To demonstrate this capability, we download a mental health article from the following GitHub repo and store it in Amazon S3. We then use Amazon Bedrock Knowledge Bases to index the articles. By default, Amazon Bedrock uses Amazon OpenSearch Serverless as a vector database. For full instructions to create an Amazon Bedrock knowledge base with Amazon S3 as the data source, see Create a knowledge base in Amazon Bedrock Knowledge Bases.

    1. On the Amazon Bedrock console, create a new knowledge base.
    2. Provide a name for your knowledge base and create a new IAM service role.Provide Knowledge Base details in the Amazon Bedrock console.
    3. Choose Amazon S3 as the data source and provide the S3 bucket storing the mental health article.
    4. Choose Amazon Titan Text Embeddings v2 as the embeddings model and OpenSearch Serverless as the vector store.
    5. Choose Create Knowledge Base.Create Knowledge Base in the Amazon Bedrock console.

Import statements and set up an Amazon Bedrock client

Follow the instructions provided in the README file in the GitHub repo. Clone the GitHub repo to make a local copy. We recommend running this code in a SageMaker JupyterLab environment. The following code imports the necessary libraries, including Boto3 for AWS services, LangChain components, and Streamlit. It sets up an Amazon Bedrock client and configures Anthropic’s Claude 3 Haiku model with specific parameters.

import boto3
from langchain_aws import ChatBedrock
…

bedrock_runtime = boto3.client(service_name="bedrock-runtime", region_name="us-east-1")
llm = ChatBedrock(client=bedrock_runtime, model_id="anthropic.claude-3-haiku-20240307-v1:0")
…..

Define Constitutional AI components

Next, we define a Critique class to structure the output of the critique process. Then we create prompt templates for critique and revision. Lastly, we set up chains using LangChain for generating responses, critiques, and revisions.

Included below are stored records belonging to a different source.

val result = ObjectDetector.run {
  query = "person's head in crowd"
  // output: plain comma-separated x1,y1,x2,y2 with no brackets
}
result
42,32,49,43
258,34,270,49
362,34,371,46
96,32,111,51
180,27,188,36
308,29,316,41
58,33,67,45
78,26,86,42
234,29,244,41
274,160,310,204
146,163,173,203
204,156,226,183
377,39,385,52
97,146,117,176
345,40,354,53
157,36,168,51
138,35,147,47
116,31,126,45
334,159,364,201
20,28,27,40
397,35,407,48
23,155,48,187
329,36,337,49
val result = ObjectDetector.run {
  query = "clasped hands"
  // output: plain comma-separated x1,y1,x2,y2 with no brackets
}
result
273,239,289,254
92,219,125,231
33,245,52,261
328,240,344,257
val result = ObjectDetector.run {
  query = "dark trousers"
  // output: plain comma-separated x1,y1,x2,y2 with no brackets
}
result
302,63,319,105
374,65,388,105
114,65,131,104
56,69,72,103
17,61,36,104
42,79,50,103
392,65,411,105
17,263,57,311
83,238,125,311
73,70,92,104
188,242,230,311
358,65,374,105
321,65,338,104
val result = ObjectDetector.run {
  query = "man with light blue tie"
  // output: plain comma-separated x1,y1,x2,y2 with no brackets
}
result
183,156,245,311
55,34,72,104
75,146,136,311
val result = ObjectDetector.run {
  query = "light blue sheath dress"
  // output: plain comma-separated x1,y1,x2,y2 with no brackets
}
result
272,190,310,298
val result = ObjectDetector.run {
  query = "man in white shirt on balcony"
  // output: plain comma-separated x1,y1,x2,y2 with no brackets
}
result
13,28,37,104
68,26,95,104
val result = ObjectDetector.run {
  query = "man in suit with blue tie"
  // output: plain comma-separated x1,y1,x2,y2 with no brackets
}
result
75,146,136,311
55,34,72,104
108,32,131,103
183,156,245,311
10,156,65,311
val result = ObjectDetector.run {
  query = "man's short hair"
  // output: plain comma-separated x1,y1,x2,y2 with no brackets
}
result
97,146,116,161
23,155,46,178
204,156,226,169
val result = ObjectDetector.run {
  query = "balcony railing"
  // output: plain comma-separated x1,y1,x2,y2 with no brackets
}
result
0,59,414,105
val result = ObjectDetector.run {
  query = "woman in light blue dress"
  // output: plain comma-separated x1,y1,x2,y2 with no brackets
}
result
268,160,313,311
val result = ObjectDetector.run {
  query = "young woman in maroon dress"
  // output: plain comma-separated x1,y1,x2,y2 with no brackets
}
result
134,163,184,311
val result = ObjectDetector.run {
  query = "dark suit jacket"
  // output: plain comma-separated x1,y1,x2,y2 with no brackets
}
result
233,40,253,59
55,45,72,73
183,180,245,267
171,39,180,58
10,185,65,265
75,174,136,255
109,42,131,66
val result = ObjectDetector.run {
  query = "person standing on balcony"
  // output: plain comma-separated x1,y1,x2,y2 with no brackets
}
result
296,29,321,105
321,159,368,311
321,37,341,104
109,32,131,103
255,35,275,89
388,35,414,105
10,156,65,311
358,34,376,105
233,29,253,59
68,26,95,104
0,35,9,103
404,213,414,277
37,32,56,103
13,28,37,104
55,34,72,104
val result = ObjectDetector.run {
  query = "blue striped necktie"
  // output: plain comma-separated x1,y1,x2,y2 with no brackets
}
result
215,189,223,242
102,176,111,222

# LangChain Constitutional chain migration to LangGraph

class Critique(TypedDict):
    """Generate a critique, if needed."""

    critique_needed: Annotated[bool, ..., "Whether or not a critique is needed."]
    critique: Annotated[str, ..., "If needed, the critique."]

critique_prompt = ChatPromptTemplate.from_template(
    "Critique this response according to the critique request. "
…
)

revision_prompt = ChatPromptTemplate.from_template(
    "Revise this response according to the critique and reivsion request.nn"
    ….
)
chain = llm | StrOutputParser()
critique_chain = critique_prompt | llm.with_structured_output(Critique)
revision_chain = revision_prompt | llm | StrOutputParser()

Define a State class and refer to the Amazon Bedrock Knowledge Bases retriever

We define a LangGraph State class to manage the conversation state, including the query, principles, responses, and critiques:

# LangGraph State

class State(TypedDict):
    query: str
    constitutional_principles: List[ConstitutionalPrinciple]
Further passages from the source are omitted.